The "variolation" hypothesis holds that, at some level, the inoculum overwhelms the immune system, leading to serious illness. With less than that (and the threshold may vary from one person to the next), the individual successfully fights off the infection, with mild or no clinical illness.
"Diseases in which your immune system has a big role to play in how sick you get -- and your immune system contributes to pathogenesis -- do not seem to be able to handle a large viral inoculum," Gandhi said in an interview.
One (possible - I'm not very confident) take home from this is that vaccinated people should worry less about very small doses, but take care to avoid very high doses. The problem is that exact dose is very very difficult to gauge, what you think is small may turn out to be high.
What are the known very high doses? 1. Talking face-to-face unmasked with somone who is infected, where a significant quantity of aerosol droplets pass directly from mouth to mouth.
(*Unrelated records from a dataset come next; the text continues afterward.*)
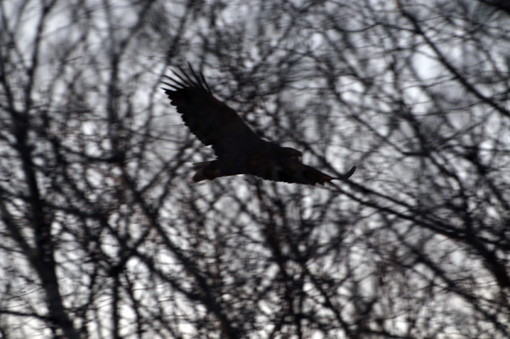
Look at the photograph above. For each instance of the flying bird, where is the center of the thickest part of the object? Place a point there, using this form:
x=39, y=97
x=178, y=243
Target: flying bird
x=238, y=149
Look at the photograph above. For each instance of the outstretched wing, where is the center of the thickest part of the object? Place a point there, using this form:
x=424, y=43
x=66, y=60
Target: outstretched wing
x=213, y=122
x=292, y=170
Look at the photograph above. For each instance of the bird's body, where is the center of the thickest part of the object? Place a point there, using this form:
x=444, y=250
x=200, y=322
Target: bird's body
x=238, y=148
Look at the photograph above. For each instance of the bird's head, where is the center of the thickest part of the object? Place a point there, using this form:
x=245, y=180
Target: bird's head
x=289, y=152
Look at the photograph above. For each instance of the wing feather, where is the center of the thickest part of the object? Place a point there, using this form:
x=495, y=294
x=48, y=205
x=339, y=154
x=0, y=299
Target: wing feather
x=213, y=122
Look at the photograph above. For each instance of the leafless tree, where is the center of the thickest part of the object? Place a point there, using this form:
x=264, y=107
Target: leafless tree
x=105, y=236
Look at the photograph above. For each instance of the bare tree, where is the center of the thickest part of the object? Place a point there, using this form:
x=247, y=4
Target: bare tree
x=104, y=234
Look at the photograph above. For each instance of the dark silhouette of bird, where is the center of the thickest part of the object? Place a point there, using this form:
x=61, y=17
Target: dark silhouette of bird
x=238, y=149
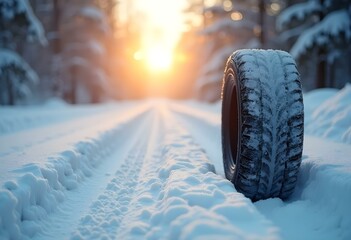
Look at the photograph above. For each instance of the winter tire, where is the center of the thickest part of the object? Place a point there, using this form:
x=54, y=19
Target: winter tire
x=262, y=123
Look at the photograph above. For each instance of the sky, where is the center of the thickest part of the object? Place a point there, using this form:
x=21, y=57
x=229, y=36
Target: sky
x=162, y=20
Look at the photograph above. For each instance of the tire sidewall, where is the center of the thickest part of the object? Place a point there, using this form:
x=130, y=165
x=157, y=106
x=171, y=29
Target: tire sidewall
x=231, y=85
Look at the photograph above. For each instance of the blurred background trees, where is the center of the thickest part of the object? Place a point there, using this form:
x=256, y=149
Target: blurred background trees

2. Staying in a badly ventilated area where infected people have also been for some time, so that aerosols can build up in the air and be inhaled in decent quantity.
in case 1. masks help particularly the other person, because large droplets get caught or diverted by the mask. they probably help you a bit, but becasue by the time they get to you the droplets will have had time to evaporate a bit and become smaller i'm less sure about this.
in case 2. masks do not help you personally. they do help the environment because a significant fracation of contaminated droplets are caught by the mask.
I'm not sure how much masks help in these cases, maybe delta is now so transmissable that a factor of 2 or so in reduction is irrelevant. But, because there is a lot of uncertainty, and anyone can see that masks might help, it seems really nasty to everyone else not to wear one in public in these high risk scenarios.